Apr 28, 2022 - Science

Climate change could spark animal-to-human pandemics

Illustration of a bat and human hand covered in circles.

Illustration: Shoshana Gordon/Axios

Climate change will increase pressure on species to migrate and bring thousands of new chances for viruses to jump from one species to another in the coming decades, a new study reports.

Why it matters: These events could increase the chance of a pandemic in humans. Ebola, HIV, bird flu, SARS — and many scientists think COVID-19 — all started with spillovers of viruses from wildlife and livestock to humans.

  • The study, published in the journal Nature, shows how climate change and land use shifts will push pathogens' host animals to novel places where they will mingle with other species for the first time.
  • These inter-species connections will expand the reservoirs for viruses, further threatening endangered species and increasing the chances of viruses spilling over to humans.
  • Most of these species-to-species jumps could go undetected, the study warns, since current surveillance efforts watch exclusively for viruses jumping from wildlife to humans.
  • "This [study] is really stressing that there are lots of cross species transmission events that are happening now, and many more that can happen as environments are changing," says Thomas Gillespie, a disease ecologist at Emory University who was not part of the new study.

How it works: A pathogen's ability to jump from one species to another depends on whether the hosts have a chance to interact and how similar the two host species are to one another.

  • There are about 6,500 mammals, including humans, on Earth — all are potential hosts for pathogens. Many are under new pressure due to changes in their habitat driven by warming temperatures.
  • Just 7% of mammals have overlapping habitat today, and about 6% of mammals host the same viruses as another mammal species, the researchers write.
  • Most jumps to new species are "dead ends" for viruses — they don't make their hosts sick and fail to spread. But those that do can be devastating.

What they found: The new study models how the ranges of mammal species, which are hosts to viruses that are most likely to spill over to humans, might change under different climate and land use scenarios for the year 2070.
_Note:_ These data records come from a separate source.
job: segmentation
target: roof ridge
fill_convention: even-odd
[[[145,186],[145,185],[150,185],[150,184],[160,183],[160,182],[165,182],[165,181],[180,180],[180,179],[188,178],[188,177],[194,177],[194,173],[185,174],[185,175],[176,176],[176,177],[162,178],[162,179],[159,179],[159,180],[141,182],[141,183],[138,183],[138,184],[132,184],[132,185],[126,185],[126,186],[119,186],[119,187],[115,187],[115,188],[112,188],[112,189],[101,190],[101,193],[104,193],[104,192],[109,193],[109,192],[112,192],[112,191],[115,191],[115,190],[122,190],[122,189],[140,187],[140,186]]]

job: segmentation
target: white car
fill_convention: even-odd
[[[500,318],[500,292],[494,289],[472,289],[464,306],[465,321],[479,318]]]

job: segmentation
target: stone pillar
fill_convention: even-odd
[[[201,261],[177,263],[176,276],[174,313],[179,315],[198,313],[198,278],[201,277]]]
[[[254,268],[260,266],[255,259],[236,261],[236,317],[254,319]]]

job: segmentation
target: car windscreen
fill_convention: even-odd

  • The researchers project that among 3,139 mammal species, there could be hundreds of thousands of first encounters between species in the next five decades if warming is kept to less than 2°C above preindustrial levels.
  • Those would lead to more than 4,500 transmissions of viruses from one species to another.

Details: The model also projects where these encounters will happen.
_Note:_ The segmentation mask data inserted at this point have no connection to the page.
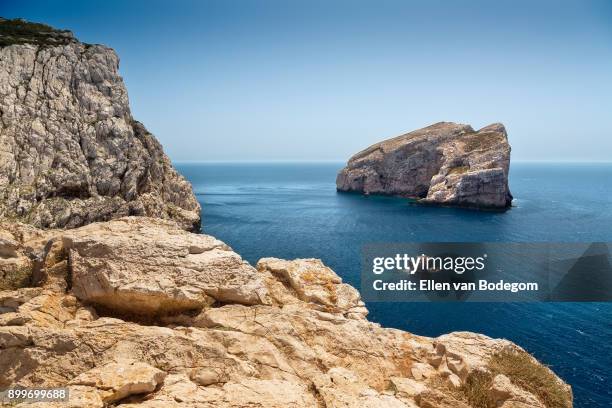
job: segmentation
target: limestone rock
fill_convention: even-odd
[[[368,313],[359,292],[342,283],[342,279],[319,259],[286,261],[263,258],[257,263],[257,270],[271,273],[297,299],[317,306],[320,310],[342,312],[353,318],[365,318]],[[278,291],[272,294],[276,294],[275,300],[279,303],[286,302]]]
[[[0,221],[0,290],[38,283],[46,242],[47,232],[26,224]]]
[[[79,299],[115,311],[161,315],[214,302],[261,304],[257,271],[223,242],[176,224],[122,218],[62,236]]]
[[[146,363],[123,361],[86,371],[70,384],[97,388],[102,401],[111,403],[129,395],[150,393],[165,377],[166,373]]]
[[[380,393],[369,387],[358,375],[345,368],[334,367],[314,382],[325,407],[409,407],[394,395]]]
[[[339,173],[339,191],[390,194],[422,203],[506,208],[510,145],[496,123],[478,131],[440,122],[376,143]]]
[[[414,363],[410,367],[410,374],[417,381],[431,378],[434,373],[434,368],[427,363]]]
[[[20,407],[461,408],[469,406],[455,387],[462,376],[517,347],[473,333],[433,339],[382,328],[355,315],[365,310],[358,292],[322,262],[265,258],[256,270],[221,241],[167,220],[40,233],[0,226],[16,251],[39,254],[44,277],[36,288],[0,291],[0,388],[64,386],[71,395]],[[237,282],[255,289],[240,292]],[[107,284],[117,290],[104,301],[88,297]],[[169,287],[177,291],[161,290]],[[175,307],[198,296],[206,299],[199,312]],[[149,303],[157,306],[142,308]],[[172,313],[159,316],[166,307]],[[531,394],[502,380],[491,395],[526,407]],[[571,406],[569,387],[566,396]]]
[[[8,234],[0,235],[0,290],[28,286],[32,276],[32,260]]]
[[[102,45],[0,20],[0,217],[78,227],[127,215],[199,229],[191,185],[130,113]]]
[[[423,391],[427,390],[427,386],[422,381],[411,378],[391,377],[389,381],[399,396],[417,398]]]
[[[436,354],[442,356],[442,367],[465,381],[470,372],[486,366],[495,353],[503,350],[522,350],[508,340],[491,339],[482,334],[453,332],[442,335],[434,342]]]
[[[499,407],[546,408],[533,394],[512,384],[512,381],[503,374],[498,374],[493,378],[490,392]]]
  • Most would take place in high-elevation ecosystems with abundant biodiversity in tropical Africa and Asia. As species move up hillsides and mountains in search of cooler temperatures, they will encounter new neighbors. Similar dynamics will play out in the dwindling tracts of species-rich tropical primary forests.
  • Many of those places are also where cities are built and crops are planted.
  • "Climate change is creating innumerable hotspots of future zoonotic risk or presents a zoonotic risk right now in our backyard," Colin Carlson, a disease ecologist at Georgetown University and co-author of the study, said in a press briefing, using the term "zoonosis" that refers to viruses jumping between species.

Zoom in: Bats will drive many of the virus transmissions because they can quickly fly to cooler climates, which would increase their encounters with other species, according to the modeling.

  • For example, several bat species could carry Ebola from West Africa to East Africa, where they would interact with new species and create opportunities for spillover to humans.
  • Gillespie cautions that bat species that live in caves may be buffered from some of the effects of climate change. But Carlson says they will still have to deal with shifting food sources, extreme weather and climate events.

Keep in mind: The models didn't take birds, mosquitoes and other animals into account and is likely to be a conservative estimate of the number of new species interactions.

The big picture: Climate change is already significantly ratcheting up the pressure on a wide range of species as their habitat is altered in potentially irreversible ways, the landmark assessment from the U.N. Intergovernmental Panel on Climate Change (IPCC) recently showed.

  • Even if carbon emissions are curbed, the models in the new study show the increase in viral sharing events isn't completely preventable. And the study suggests climate change is already driving some of them.
  • "The bottom line is the majority of the viral sharing events are going to happen over the next 20 years and going to happen regardless of how well we mitigate climate change within that window," says Gillespie, who adds the focus now should be on addressing land use changes as a way to mitigate these events.
  • Climate change and land use are connected, and Carlson said over time climate change will become an even bigger driver of these events.

The bottom line: "Ultimately, this work provides us with more incontrovertible evidence that the coming decades will not only be hotter, but sicker," said study co-author Gregory Albery, who also studies disease ecology at Georgetown.